Cargo: Plunging into a vast communicative chasm
by Vassilis Economou
- SAN SEBASTIÁN 2017: Debutant Belgian filmmaker Gilles Coulier delivers a solid, subtle drama that explores the fringes of interfamilial alienation, set within a harsh landscape
Belgian director-writer-producer Gilles Coulier has already seen two of his short films selected at Cannes: Iceland (2009) in Cinéfondation and Mont Blanc (2013) in the Official Competition. In 2014, he turned his focus to television, as one of the creators of the well-received comedy series The Natives (2015), which he also co-produced. Afterwards, the filmmaker started developing his first feature film, Cargo [+see also:
interview: Gilles Coulier
film profile], which is competing in the New Directors programme of the 65th San Sebastián International Film Festival.
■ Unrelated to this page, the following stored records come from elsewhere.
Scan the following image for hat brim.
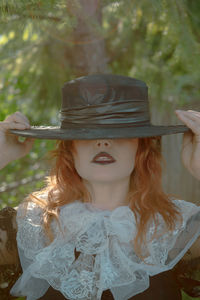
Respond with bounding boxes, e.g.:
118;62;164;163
10;125;190;140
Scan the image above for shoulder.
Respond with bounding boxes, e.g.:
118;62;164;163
0;207;18;265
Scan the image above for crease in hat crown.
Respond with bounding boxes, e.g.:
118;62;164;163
10;74;190;140
60;74;150;128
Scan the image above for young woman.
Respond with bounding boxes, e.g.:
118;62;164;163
0;74;200;300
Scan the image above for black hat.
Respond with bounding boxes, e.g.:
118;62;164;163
10;74;190;140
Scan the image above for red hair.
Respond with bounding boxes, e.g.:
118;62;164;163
25;137;180;257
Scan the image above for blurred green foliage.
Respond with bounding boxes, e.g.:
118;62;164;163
0;0;200;300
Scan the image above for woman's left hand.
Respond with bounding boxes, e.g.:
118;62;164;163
175;110;200;180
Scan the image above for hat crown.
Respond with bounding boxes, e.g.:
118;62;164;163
62;74;148;109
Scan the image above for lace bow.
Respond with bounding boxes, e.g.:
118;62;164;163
12;200;200;300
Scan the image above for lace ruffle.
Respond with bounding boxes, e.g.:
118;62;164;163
12;200;200;300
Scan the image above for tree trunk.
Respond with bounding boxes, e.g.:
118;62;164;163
67;0;108;76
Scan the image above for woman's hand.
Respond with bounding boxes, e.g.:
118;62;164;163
0;111;34;169
175;110;200;180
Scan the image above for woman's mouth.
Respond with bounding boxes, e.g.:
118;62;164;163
91;152;116;165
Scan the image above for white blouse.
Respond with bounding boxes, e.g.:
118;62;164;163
11;199;200;300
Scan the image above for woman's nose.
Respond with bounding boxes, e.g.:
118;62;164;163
95;140;111;148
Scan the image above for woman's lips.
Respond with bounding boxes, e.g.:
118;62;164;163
92;152;116;165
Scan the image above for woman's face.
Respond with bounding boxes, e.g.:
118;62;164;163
73;138;138;183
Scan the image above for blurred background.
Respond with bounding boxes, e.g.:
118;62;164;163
0;0;200;299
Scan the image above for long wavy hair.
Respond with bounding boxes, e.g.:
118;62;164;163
25;137;181;258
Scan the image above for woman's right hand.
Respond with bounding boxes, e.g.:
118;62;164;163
0;111;34;169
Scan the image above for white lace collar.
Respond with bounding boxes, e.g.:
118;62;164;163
11;200;200;300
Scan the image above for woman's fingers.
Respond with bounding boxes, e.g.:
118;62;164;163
5;111;30;125
175;110;200;142
0;120;31;132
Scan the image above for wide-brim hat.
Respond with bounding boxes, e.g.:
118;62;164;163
10;74;190;140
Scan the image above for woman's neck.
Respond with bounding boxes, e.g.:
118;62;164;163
83;177;130;210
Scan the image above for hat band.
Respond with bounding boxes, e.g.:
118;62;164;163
60;99;150;129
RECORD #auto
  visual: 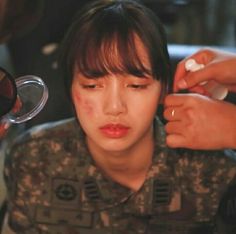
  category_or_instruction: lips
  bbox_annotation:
[100,124,130,138]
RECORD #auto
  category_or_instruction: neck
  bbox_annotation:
[87,128,154,190]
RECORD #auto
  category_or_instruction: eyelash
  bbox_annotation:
[128,84,148,89]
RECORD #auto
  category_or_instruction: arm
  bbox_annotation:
[164,94,236,149]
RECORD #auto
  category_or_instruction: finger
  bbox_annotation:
[174,49,214,92]
[164,94,188,108]
[165,121,185,135]
[176,65,216,89]
[166,134,186,148]
[173,60,188,93]
[163,107,180,121]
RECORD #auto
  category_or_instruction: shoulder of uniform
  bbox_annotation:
[6,118,82,156]
[14,118,77,144]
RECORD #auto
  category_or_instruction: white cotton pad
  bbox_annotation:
[185,59,228,100]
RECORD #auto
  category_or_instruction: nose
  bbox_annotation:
[104,83,127,116]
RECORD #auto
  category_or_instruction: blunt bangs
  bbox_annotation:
[62,0,171,95]
[75,29,151,78]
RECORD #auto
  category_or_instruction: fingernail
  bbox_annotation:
[177,79,187,89]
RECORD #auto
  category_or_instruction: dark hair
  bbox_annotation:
[61,0,171,99]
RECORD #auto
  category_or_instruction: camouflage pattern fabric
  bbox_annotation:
[4,119,236,234]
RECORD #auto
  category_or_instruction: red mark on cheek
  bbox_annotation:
[75,92,94,116]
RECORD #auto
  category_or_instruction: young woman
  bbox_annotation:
[5,0,236,234]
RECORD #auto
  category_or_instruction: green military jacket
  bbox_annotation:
[5,119,236,234]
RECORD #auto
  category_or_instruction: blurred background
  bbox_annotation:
[0,0,236,127]
[0,0,236,226]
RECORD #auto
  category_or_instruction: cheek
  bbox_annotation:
[73,92,95,116]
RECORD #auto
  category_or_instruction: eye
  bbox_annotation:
[128,84,148,89]
[82,84,97,89]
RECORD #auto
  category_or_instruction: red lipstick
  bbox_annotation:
[100,124,130,138]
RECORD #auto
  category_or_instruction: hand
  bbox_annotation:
[164,94,236,150]
[174,49,236,95]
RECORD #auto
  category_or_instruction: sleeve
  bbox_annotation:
[216,178,236,234]
[4,142,41,234]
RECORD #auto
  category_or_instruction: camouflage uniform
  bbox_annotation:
[2,119,236,234]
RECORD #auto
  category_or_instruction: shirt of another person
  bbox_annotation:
[5,118,236,234]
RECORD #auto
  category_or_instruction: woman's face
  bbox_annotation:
[71,39,161,152]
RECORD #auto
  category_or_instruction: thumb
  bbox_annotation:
[176,67,214,89]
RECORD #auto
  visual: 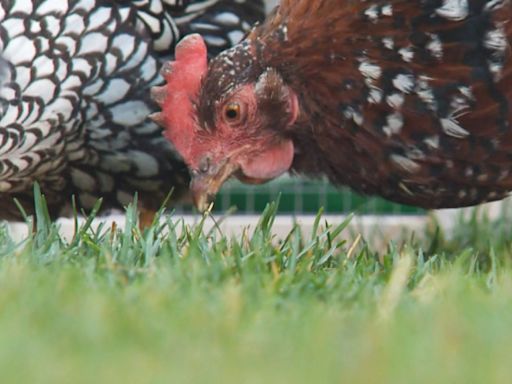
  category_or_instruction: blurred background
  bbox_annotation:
[196,0,423,215]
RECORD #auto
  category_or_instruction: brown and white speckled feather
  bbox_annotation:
[156,0,512,208]
[251,0,512,207]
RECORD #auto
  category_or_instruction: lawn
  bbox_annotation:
[0,194,512,384]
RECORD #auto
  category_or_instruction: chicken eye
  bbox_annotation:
[224,103,241,122]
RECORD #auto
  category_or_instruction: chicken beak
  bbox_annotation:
[190,161,238,212]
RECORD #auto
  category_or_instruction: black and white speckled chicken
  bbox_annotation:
[0,0,264,219]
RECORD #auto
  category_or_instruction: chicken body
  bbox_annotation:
[0,0,264,219]
[156,0,512,208]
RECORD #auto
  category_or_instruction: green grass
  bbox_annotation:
[0,190,512,384]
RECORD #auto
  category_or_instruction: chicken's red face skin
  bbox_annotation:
[153,35,298,209]
[155,0,512,208]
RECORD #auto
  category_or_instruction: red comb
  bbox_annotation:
[150,34,208,162]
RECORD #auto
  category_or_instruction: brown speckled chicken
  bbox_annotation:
[0,0,264,219]
[153,0,512,208]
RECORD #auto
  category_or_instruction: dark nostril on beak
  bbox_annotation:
[199,157,210,173]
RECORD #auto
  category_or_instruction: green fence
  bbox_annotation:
[179,177,424,215]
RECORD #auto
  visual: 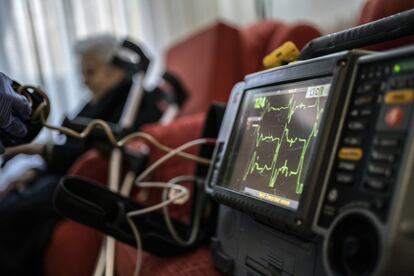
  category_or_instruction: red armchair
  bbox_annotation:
[45,18,319,276]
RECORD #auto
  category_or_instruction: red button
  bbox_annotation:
[385,106,404,127]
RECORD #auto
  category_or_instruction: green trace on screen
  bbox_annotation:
[393,64,401,74]
[254,97,266,109]
[392,59,414,74]
[243,94,324,194]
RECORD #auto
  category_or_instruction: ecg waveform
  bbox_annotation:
[243,90,324,194]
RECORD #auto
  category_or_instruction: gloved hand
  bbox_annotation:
[0,72,31,154]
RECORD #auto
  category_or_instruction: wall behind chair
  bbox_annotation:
[0,0,364,138]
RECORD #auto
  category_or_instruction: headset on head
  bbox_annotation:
[110,39,150,75]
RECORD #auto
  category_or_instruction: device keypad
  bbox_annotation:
[318,61,414,228]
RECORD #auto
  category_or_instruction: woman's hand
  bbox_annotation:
[3,143,45,160]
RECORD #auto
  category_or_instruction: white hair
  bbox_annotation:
[74,34,119,64]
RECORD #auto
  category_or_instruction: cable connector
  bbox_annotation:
[263,41,300,69]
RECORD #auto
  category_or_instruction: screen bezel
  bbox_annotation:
[218,76,333,212]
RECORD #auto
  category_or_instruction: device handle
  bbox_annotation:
[299,9,414,60]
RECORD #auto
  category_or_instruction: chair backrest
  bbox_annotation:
[240,20,321,75]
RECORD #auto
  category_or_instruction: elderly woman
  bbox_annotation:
[0,35,167,275]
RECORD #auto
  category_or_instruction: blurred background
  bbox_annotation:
[0,0,364,123]
[0,0,365,187]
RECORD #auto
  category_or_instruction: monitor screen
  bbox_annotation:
[220,77,331,210]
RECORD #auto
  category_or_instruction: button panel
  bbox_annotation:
[317,59,414,228]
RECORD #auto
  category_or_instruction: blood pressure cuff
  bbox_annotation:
[53,176,196,257]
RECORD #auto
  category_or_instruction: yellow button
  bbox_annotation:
[385,89,414,104]
[339,148,363,161]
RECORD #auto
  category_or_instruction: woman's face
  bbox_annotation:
[82,53,110,98]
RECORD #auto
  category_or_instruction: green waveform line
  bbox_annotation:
[243,95,323,194]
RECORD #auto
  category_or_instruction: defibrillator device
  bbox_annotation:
[206,10,414,276]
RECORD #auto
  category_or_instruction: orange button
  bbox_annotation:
[339,148,363,161]
[385,89,414,104]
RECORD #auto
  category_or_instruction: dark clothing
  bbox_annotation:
[0,173,61,276]
[0,77,162,276]
[46,77,163,173]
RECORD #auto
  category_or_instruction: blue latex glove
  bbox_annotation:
[0,72,31,154]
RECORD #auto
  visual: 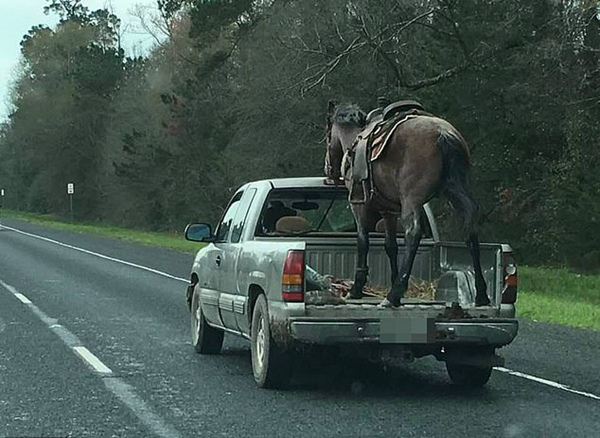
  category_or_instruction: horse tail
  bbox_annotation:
[437,130,480,235]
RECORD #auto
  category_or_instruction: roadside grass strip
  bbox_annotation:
[4,210,600,330]
[516,266,600,330]
[3,210,203,253]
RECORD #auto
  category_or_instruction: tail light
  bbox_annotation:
[502,252,517,304]
[281,250,304,302]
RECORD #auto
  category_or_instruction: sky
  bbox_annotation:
[0,0,156,121]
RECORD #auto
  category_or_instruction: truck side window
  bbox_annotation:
[217,192,244,242]
[231,189,256,243]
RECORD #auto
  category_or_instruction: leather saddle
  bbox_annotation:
[344,100,431,204]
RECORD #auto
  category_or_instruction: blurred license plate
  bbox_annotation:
[379,317,435,344]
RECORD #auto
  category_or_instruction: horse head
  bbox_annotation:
[325,101,366,180]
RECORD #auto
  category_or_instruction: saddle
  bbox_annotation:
[342,100,431,204]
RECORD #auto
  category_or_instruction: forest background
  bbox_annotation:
[0,0,600,272]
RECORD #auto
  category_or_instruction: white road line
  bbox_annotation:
[15,292,33,304]
[0,225,600,406]
[0,225,189,283]
[73,347,112,374]
[494,367,600,400]
[0,280,181,438]
[0,280,33,304]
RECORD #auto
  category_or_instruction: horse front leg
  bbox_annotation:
[384,215,398,284]
[381,209,423,307]
[467,233,490,307]
[348,224,369,299]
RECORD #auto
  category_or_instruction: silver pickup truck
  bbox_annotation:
[185,178,518,387]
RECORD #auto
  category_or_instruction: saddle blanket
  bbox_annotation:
[370,114,419,161]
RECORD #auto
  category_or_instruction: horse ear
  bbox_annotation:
[327,100,337,116]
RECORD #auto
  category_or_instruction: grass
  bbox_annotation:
[2,210,202,253]
[517,266,600,330]
[3,210,600,330]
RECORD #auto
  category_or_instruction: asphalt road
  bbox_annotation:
[0,219,600,438]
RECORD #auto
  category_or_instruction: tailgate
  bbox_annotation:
[290,299,518,347]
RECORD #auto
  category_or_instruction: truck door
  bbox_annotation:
[201,191,243,327]
[219,188,256,331]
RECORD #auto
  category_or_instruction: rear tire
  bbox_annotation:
[446,362,492,388]
[190,288,224,354]
[250,295,293,388]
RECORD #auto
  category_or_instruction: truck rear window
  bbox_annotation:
[256,188,431,238]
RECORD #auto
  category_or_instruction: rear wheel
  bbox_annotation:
[250,295,293,388]
[190,288,224,354]
[446,362,492,388]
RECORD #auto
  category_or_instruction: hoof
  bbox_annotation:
[346,288,364,300]
[475,296,490,307]
[379,298,402,308]
[344,292,364,300]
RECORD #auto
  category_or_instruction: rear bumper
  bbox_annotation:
[289,318,519,347]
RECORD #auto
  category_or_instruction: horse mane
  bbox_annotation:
[331,103,367,128]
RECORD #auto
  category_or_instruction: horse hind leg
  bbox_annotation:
[381,205,423,307]
[446,183,490,307]
[348,224,369,299]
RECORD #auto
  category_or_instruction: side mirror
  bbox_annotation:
[185,223,214,242]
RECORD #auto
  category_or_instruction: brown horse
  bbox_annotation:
[325,102,490,307]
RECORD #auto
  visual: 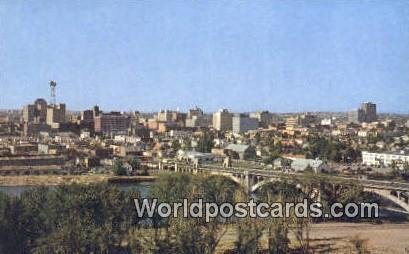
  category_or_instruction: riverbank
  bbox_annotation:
[0,174,156,186]
[216,222,409,254]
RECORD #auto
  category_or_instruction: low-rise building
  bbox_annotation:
[362,151,409,169]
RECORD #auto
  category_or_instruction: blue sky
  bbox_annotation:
[0,0,409,113]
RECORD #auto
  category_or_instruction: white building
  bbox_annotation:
[232,114,258,133]
[213,109,232,131]
[362,151,409,168]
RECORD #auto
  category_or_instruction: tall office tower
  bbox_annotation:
[23,98,47,123]
[213,109,232,131]
[250,111,273,128]
[94,112,129,135]
[361,102,377,123]
[348,102,378,123]
[232,114,258,133]
[23,104,35,123]
[34,99,47,123]
[47,103,65,128]
[187,107,203,119]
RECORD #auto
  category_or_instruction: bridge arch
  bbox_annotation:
[364,187,409,213]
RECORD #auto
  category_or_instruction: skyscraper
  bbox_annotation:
[213,109,232,131]
[348,102,377,123]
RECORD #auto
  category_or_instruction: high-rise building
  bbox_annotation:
[213,109,232,131]
[348,102,377,123]
[23,98,47,123]
[23,104,35,123]
[47,103,65,128]
[94,112,129,135]
[361,102,377,123]
[250,111,273,128]
[232,114,258,133]
[187,107,203,119]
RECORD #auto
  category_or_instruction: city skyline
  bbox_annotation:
[0,1,409,113]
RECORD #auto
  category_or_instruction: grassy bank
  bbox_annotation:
[0,174,155,186]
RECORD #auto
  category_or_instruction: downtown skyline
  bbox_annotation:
[0,1,409,113]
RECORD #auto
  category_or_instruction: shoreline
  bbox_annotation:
[0,174,156,187]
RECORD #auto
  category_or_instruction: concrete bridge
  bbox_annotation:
[159,163,409,213]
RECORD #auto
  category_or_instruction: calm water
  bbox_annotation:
[0,182,152,197]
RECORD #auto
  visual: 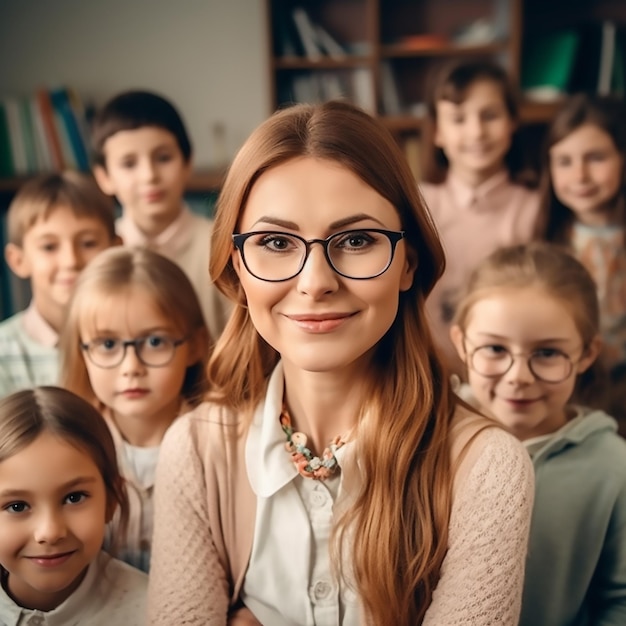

Set in the coastal city of Ostend in West Flanders, the story follows the struggles that the Broucke brothers have had to face since their father, Leon (Roland Van Campenhout), fell overboard from their fishing boat during a storm at sea. The eldest son, Jean (Sam Louwyck), the sole witness to the event, has to deal with their father, who’s now in a deep coma, the huge debt that he left the family fishing business in, and his eight-year-old son’s future. His younger brother, Francis (Wim Willaert), is trying to strike a balance in his life between his family duties and his personal passion as he prepares to escape with his secret lover. When the family’s black sheep, William (Sebastien Dewaele), returns home asking for redemption, the relationships among the brothers will become even more complicated and the lack of communication more evident than ever.
Cargo is a character-driven family drama that aims to feel and be realistic, with a subtle and straightforward form of narration. Coulier, who co-penned the screenplay with screenwriter Tom Dupont, burdens his characters with cargoes that they seem unable to handle or accept. Despite the fact that they are all members of the same family, these gruff fishermen always keep themselves at a distance and endure their personal torments alone. The lack of any emotional communication among the brothers, which is intensified by both the lack of female characters around them and the extremity of their job, creates an unresolved jigsaw of lost connections and emptiness that it is impossible to fill or replace. It is only the fear of the father’s death, also an obvious metaphor for the death of the fisherman, that ostensibly bridges the gap among them and keeps their egos at bay.
The North Sea, dramatically captured by Coulier’s regular cinematographer, David Williamson, will become the sole purgatory for these three apparent strangers. They can only feel connected when silence evokes and interferes with their innermost thoughts and true feelings, or even more so when the sea breeze goes some way to filling the abysmal communicative chasm that exists among them. Following in the footsteps of edgy family dramas that Flanders has delivered in the recent past, Coulier avoids the possible melodramatic pitfalls, despite the multiple personal and social issues that he’s dealing with, and delivers a bleak and solid drama that, in contrast with his heroes, becomes poignantly emotional.
Cargo is a Belgian-Dutch-French co-production by Coulier’s production company, De Wereldvrede – which he co-founded with Gilles De Schryver and Wouter Sap – together with Halal Pictures, Chevaldeuxtrois and Belgian public TV station Eén. It was supported by the Flanders Audiovisual Fund and Screen Flanders. French sales agent Wide handles the international sales.